No matter what your profession, it’s hard to raise a toddler. They are complex and constantly changing creatures, with so many needs - not the least of which is a relatively consistent routine. My poor little guy (PLG, as we call him); just when he gets used to things being a certain way, we up and relocate to Dallas or Richmond or Atlanta for a few days. We have several basic routines that we do our best to replicate - morning, bedtime, naps - but so much is different. Sometimes I feel guilty, sometimes I feel lucky (nothing entertains a toddler quite as much as a new place to explore!). And how do I know if his fussiness is related to regular toddler issues - teething, tummy problems, separation anxiety - and how much is due to a new environment?
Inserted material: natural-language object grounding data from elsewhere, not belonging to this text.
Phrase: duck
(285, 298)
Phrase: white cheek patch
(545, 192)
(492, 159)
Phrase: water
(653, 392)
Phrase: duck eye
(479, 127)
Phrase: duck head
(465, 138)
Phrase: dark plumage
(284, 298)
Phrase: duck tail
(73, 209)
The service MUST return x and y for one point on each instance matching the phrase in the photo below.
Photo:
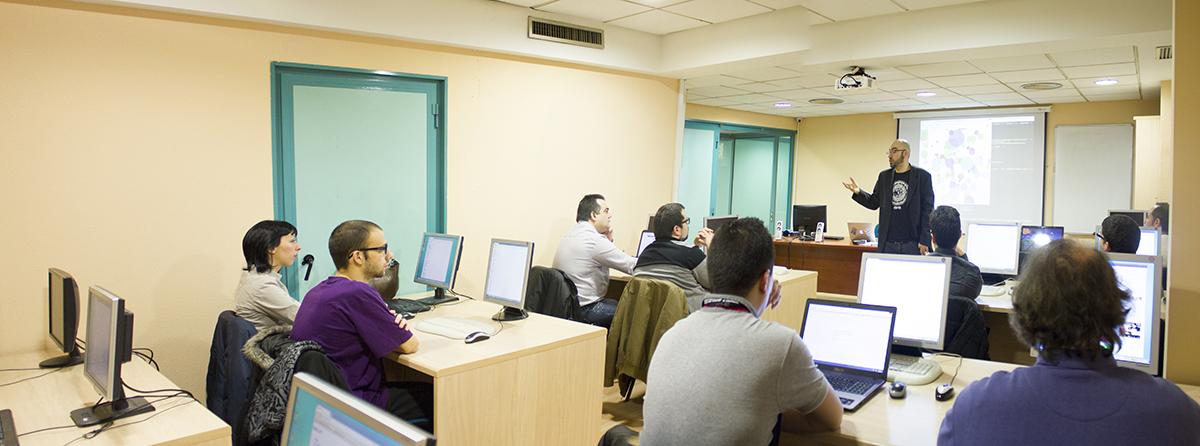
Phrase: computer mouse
(943, 392)
(473, 337)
How do I know if he’s whining because his tummy hurts or because he’s still distraught from being apart from us today? B3 has been in a church child care situation while we’ve been here, and that has been brutal. He cries as if he’s dying both when we drop him and and when we pick him up, but he has a great time in between! I know it’s the sort of thing he would get used to if it was an everyday routine, but for now, for a short term arrangement, it’s just hard for all of us.
Tomorrow we will get dressed up a little early and go get our picture taken by the Christmas tree in the hotel lobby. Henry has a little one-piece tux that I can’t wait to see him in! I love having my whole family here on this gig; when I am alone in a hotel room in Hong Kong in a few weeks, I will remember this time and wish they were with me.
Even if it meant cleaning poop out of the tub.